> Folk Music > Songs > The Hand-Loom Weaver's Lament
The Hand-Loom Weaver's Lament
[John Grimshaw, early 19th century]
Harry Boardman sang The Hand-Loom Weaver's Lament in 1986 on the Topic anthology of songs and ballads of the industrial North-West, Deep Lancashire. This track was also included in 1993 on the Topic anthology CD The Iron Muse, and in 2009 on the 70 years celebration of Topic records, Three Score and Ten.
Denis Turner sang Hand-Loom Weaver's Lament in 1968 on the Critics Group's Argo album of English folk songs and broadsides 1780-1830, Waterloo:Peterloo.
Ian Robb and Hang the Piper sang The Hand-Loom Weaver's Lament in 1979 on their Folk-Legacy album Ian Robb and Hang the Piper. He returned to it in 2018 on the Arrowsmith:Robb CD All the Salt. Ian noted on the first album:
This song dates from the beginning of the industrialisation of the textile trade in Lancashire. It deals with a particularly black period during which the supply of woven goods outstripped the market, partly due to mechanisation, causing a scarcity of jobs for weavers and a decline in wages for those fortunate enough to be employed. The “gentlemen and tradesmen” of the song followed the official propaganda line in blaming the Napoleonic wars and Bonaparte himself for much of the starvation and hardship which resulted. Apparently, however, the working men and women of the factories and mills were not so easily taken in, and many of them, seeing little decline in the comforts of the ruling and merchant classes, held a sneaking respect and admiration for “Boney”, whom they regarded as a champion of the poor.
Learned from the singing of Denis Turner of the now-defunct London Critics Group.
Arrowsmith:Robb sing The Hand-Loom Weaver's Lament
You gentlemen and tradesmen,
as you ride about at will,
Look down on these poor people, it's enough to make you crill.
Look down on these poor people as you ride up and down.
I think there is a God above will pull your pride right down.
Chorus (after each verse):
You tyrants of England! Your race may soon be run.
You may be brought unto account for what you've sorely done.
You pull down our wages,
shamefully to tell,
You go into the market and you say you cannot sell;
And when that we do ask you when these bad times may mend,
You quickly give an answer, “When the wars are at an end.”
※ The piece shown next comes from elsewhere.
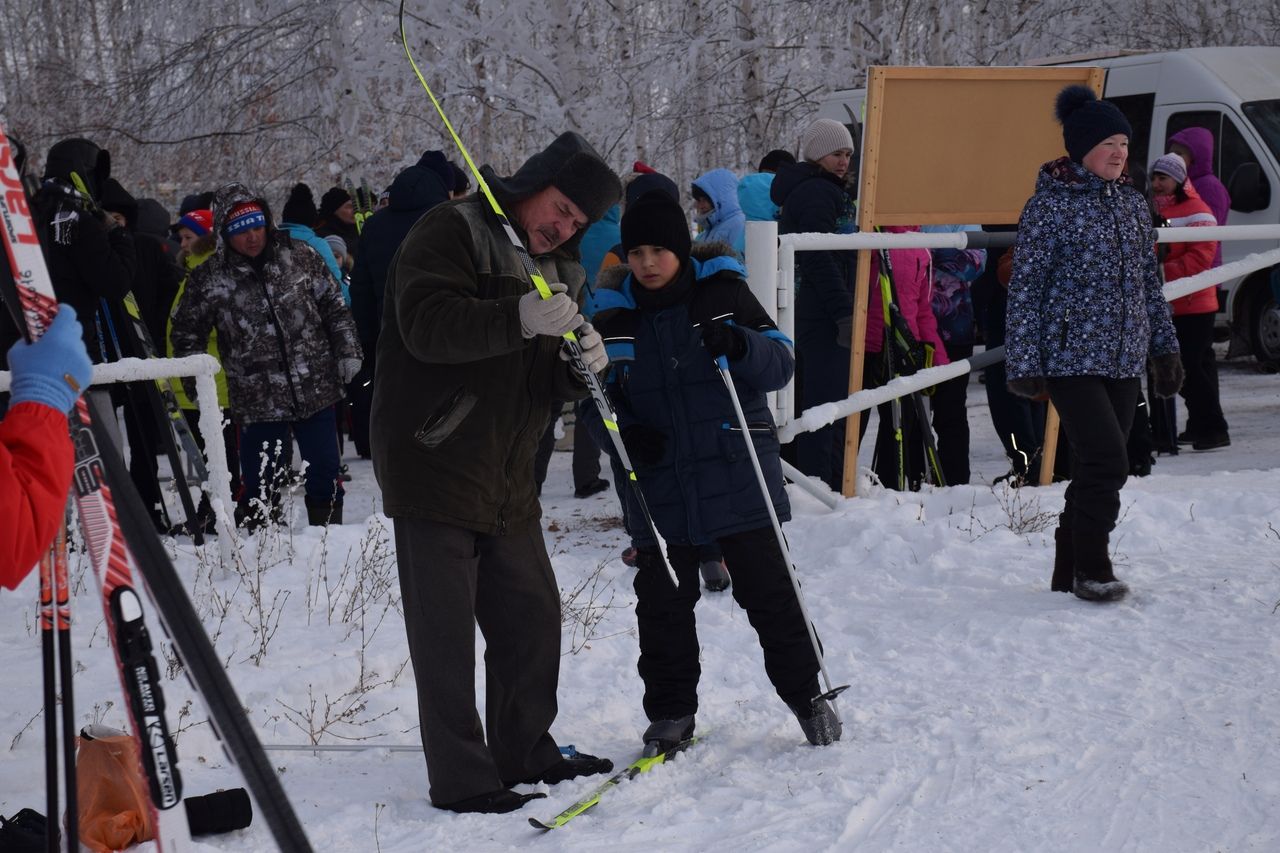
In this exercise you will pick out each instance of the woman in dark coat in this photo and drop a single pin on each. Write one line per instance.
(1086, 310)
(664, 327)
When we look on our poor children,
it grieves our hearts full sore;
Their clothing it is torn to rags, and we can get no more.
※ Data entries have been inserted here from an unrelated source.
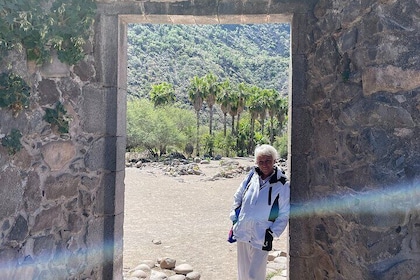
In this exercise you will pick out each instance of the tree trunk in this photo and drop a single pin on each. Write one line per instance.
(197, 140)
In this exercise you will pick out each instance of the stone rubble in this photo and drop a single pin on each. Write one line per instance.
(166, 268)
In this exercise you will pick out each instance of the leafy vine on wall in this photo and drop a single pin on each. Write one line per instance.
(39, 27)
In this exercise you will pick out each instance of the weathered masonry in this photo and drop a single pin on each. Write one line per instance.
(355, 142)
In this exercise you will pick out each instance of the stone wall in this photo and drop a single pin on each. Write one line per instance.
(355, 167)
(356, 173)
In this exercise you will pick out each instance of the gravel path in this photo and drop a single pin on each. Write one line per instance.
(187, 214)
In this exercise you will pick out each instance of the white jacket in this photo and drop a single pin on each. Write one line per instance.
(257, 203)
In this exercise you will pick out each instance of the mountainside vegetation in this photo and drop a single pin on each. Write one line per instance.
(234, 77)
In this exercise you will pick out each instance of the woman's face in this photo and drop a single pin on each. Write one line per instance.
(266, 164)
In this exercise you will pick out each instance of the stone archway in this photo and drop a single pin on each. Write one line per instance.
(113, 20)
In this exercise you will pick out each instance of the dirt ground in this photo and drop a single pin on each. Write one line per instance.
(187, 214)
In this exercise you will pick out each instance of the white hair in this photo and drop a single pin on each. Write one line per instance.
(265, 150)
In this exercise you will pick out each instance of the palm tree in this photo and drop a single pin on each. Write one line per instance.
(233, 107)
(196, 94)
(162, 94)
(253, 104)
(223, 99)
(282, 113)
(243, 95)
(274, 103)
(212, 89)
(264, 100)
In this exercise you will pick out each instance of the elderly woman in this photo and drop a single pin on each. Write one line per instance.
(260, 212)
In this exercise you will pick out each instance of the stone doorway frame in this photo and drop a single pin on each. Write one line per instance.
(111, 56)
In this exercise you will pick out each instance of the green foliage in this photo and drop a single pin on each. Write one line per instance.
(281, 144)
(162, 94)
(256, 54)
(40, 26)
(225, 145)
(155, 129)
(12, 141)
(14, 92)
(57, 118)
(208, 144)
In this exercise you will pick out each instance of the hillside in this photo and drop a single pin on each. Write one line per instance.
(253, 54)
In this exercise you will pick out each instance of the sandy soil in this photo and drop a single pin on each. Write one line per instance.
(187, 214)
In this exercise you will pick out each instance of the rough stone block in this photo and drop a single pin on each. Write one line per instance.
(99, 110)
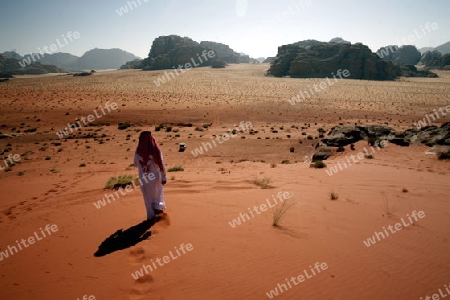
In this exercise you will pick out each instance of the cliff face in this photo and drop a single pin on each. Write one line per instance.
(434, 59)
(172, 51)
(313, 59)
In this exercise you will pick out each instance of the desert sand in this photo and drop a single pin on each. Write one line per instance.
(57, 181)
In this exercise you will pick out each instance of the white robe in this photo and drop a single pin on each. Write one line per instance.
(152, 190)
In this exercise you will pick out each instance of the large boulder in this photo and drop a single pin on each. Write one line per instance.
(344, 135)
(173, 51)
(313, 59)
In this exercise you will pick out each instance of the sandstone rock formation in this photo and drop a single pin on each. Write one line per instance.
(411, 71)
(172, 51)
(434, 59)
(314, 59)
(344, 135)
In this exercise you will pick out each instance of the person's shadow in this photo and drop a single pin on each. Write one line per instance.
(123, 239)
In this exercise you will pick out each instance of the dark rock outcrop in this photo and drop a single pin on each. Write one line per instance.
(134, 64)
(411, 71)
(173, 51)
(339, 40)
(431, 59)
(341, 136)
(269, 60)
(435, 60)
(404, 55)
(313, 59)
(224, 52)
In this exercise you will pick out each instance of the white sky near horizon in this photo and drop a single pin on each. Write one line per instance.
(255, 27)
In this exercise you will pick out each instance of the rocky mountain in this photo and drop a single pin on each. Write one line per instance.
(435, 60)
(13, 54)
(404, 55)
(443, 49)
(10, 66)
(314, 59)
(223, 51)
(339, 40)
(134, 64)
(411, 71)
(425, 49)
(98, 59)
(172, 51)
(101, 59)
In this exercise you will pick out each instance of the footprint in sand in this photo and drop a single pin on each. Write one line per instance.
(137, 255)
(163, 220)
(141, 287)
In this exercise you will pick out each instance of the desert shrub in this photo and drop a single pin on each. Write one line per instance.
(318, 164)
(263, 183)
(121, 181)
(444, 155)
(388, 207)
(369, 155)
(176, 169)
(280, 210)
(334, 196)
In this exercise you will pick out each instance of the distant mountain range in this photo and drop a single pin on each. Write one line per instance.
(444, 48)
(95, 59)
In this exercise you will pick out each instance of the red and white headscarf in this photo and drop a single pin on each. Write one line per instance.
(148, 147)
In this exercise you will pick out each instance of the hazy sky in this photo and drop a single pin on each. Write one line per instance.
(255, 27)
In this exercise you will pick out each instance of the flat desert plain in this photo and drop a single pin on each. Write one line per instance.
(59, 242)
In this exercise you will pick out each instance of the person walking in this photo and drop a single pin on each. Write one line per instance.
(149, 160)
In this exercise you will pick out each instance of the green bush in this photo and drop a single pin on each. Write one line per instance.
(176, 169)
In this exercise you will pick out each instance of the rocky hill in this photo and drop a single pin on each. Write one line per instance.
(316, 59)
(435, 60)
(404, 55)
(223, 51)
(10, 66)
(172, 51)
(101, 59)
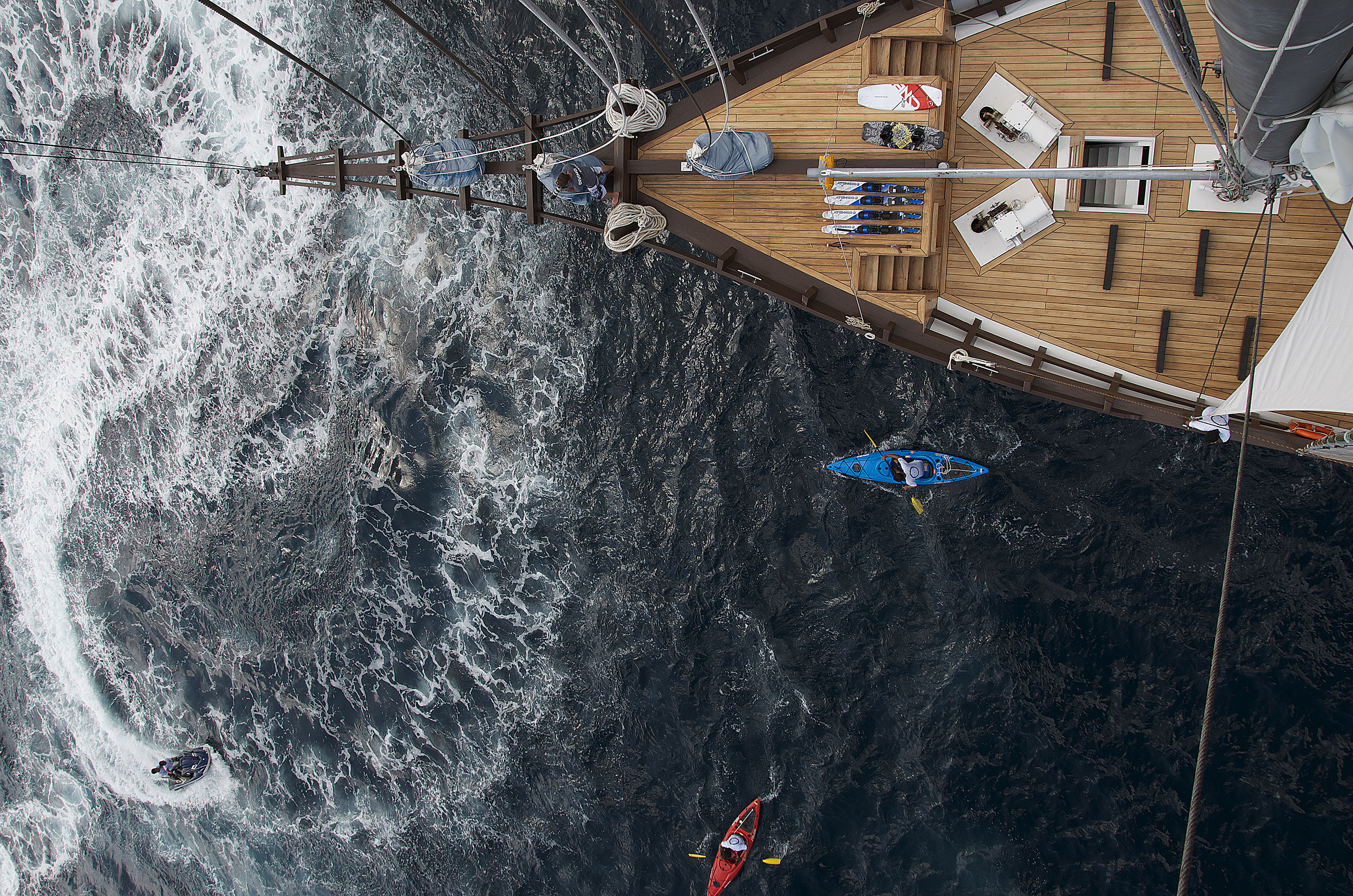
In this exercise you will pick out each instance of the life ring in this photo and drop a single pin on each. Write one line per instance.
(1309, 431)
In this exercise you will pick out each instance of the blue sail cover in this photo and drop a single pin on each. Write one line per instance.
(448, 165)
(732, 155)
(577, 197)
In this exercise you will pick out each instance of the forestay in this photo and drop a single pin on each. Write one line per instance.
(1307, 367)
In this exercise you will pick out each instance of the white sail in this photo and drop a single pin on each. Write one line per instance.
(1307, 367)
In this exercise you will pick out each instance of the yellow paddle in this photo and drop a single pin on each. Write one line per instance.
(915, 504)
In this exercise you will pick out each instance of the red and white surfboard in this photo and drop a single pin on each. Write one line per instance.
(900, 96)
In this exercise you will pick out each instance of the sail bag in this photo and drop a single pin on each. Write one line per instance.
(447, 165)
(732, 155)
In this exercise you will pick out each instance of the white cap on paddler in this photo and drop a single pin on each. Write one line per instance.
(1213, 421)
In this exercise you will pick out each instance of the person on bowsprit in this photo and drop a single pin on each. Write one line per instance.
(736, 848)
(908, 470)
(1214, 425)
(581, 183)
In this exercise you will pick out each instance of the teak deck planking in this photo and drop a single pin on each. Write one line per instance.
(1050, 289)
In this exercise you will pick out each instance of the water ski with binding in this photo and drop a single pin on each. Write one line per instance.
(873, 187)
(845, 230)
(873, 201)
(889, 468)
(870, 214)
With little in their bellies they to their work must go,
While yours do dress as manky as monkeys in a show.
You go to church on Sundays
but I think it's nowt but pride;
There can be no religion where humanity's thrown aside.
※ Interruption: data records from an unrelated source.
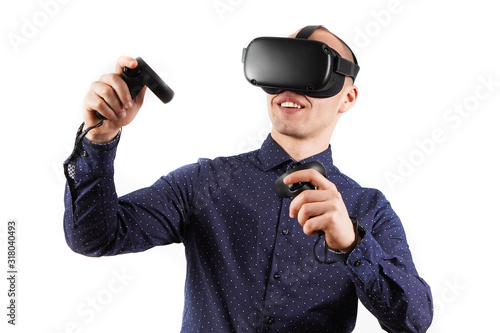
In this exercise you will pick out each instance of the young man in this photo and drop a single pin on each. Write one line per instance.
(250, 264)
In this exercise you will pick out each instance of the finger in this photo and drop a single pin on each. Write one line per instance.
(305, 197)
(312, 225)
(106, 89)
(309, 175)
(125, 61)
(310, 210)
(120, 89)
(94, 102)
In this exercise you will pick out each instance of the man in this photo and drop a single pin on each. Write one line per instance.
(250, 264)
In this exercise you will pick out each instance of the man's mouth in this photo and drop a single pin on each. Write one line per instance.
(291, 105)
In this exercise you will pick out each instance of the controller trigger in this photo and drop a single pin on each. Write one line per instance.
(292, 190)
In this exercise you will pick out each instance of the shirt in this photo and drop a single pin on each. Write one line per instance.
(250, 267)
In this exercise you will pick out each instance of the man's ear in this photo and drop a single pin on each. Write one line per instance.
(350, 97)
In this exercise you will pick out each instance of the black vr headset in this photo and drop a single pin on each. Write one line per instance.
(297, 64)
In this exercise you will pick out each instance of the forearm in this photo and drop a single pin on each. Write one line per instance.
(390, 288)
(90, 218)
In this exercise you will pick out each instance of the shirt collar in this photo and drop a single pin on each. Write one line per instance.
(272, 155)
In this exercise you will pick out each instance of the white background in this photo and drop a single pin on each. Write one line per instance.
(421, 61)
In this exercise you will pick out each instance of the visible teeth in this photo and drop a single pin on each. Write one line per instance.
(291, 105)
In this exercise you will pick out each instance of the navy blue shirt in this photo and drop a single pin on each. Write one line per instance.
(250, 267)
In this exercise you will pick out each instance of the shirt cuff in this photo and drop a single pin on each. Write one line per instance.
(88, 157)
(363, 262)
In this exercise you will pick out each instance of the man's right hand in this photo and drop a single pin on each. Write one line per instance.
(110, 97)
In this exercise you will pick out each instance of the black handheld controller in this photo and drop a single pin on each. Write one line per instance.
(290, 191)
(142, 75)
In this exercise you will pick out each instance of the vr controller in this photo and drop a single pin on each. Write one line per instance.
(290, 191)
(143, 75)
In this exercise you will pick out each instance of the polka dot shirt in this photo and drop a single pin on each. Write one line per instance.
(250, 267)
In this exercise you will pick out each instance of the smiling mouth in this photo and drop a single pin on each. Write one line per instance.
(291, 105)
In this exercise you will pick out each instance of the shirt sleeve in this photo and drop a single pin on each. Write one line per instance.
(97, 222)
(385, 277)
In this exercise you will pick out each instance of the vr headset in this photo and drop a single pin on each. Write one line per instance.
(297, 64)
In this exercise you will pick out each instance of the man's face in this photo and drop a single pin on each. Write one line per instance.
(303, 117)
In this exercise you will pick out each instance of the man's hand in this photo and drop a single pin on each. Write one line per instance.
(322, 209)
(110, 97)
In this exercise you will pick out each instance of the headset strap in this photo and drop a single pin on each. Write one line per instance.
(307, 31)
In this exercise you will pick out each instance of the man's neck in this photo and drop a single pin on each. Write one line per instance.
(300, 148)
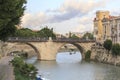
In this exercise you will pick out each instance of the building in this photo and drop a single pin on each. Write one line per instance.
(98, 27)
(111, 28)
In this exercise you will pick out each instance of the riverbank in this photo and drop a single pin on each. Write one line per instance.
(99, 54)
(6, 70)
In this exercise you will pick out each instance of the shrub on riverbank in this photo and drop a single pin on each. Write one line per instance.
(88, 55)
(116, 49)
(22, 70)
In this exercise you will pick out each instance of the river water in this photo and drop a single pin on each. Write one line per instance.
(71, 67)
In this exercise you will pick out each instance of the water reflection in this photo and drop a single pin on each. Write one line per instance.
(70, 67)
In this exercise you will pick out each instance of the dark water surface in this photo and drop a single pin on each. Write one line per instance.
(70, 67)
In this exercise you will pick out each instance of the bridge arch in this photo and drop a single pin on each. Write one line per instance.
(78, 46)
(14, 45)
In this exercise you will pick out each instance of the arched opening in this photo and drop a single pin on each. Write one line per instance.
(70, 53)
(26, 48)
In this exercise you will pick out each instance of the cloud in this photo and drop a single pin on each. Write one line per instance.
(74, 8)
(67, 12)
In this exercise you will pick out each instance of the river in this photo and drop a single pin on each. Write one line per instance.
(71, 67)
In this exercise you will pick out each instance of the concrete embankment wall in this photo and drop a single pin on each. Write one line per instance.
(101, 55)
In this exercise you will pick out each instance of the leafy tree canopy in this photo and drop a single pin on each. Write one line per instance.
(46, 32)
(10, 14)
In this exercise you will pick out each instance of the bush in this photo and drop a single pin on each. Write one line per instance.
(22, 70)
(108, 44)
(116, 49)
(88, 55)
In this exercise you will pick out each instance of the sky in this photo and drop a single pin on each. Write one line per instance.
(66, 16)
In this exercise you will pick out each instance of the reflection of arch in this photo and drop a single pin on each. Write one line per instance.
(29, 44)
(80, 48)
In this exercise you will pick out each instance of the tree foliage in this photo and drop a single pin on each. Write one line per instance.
(107, 44)
(46, 32)
(10, 14)
(116, 49)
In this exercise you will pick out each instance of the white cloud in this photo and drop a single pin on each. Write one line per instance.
(66, 13)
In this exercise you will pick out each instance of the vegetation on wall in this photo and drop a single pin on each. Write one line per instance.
(107, 45)
(10, 14)
(88, 55)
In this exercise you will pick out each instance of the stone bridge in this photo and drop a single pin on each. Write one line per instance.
(47, 49)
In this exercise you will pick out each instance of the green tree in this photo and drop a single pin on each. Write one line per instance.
(116, 49)
(46, 32)
(10, 14)
(107, 45)
(88, 35)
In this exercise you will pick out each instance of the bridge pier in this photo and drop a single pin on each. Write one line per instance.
(47, 49)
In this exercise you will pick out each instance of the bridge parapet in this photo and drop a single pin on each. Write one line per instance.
(38, 39)
(72, 40)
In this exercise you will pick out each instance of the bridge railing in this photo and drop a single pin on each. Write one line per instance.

If there be a God in Heaven, as there is in the exchange,
Our poor souls must not come near there like lost sheep they must range.
With the choicest of strong dainties
your table's overspread;
With good ale and strong brandy you make your faces red.
You invite a set of visitors, it is your chief delight,
To put your heads together for to make our faces white.
You say that Bonaparte
has been the cause of all,
And that we should all have cause to pray for his downfall.
Well, Bonaparte is dead and gone and it is plainly shown
That we have bigger tyrants in Boneys of our own.
So now, my lads, for to conclude
and for to make an end,
Let's hope that we can form a plan that these bad times may mend.
So, give us our old prices, as we have had before,
and we can live in happiness and rub out the old score.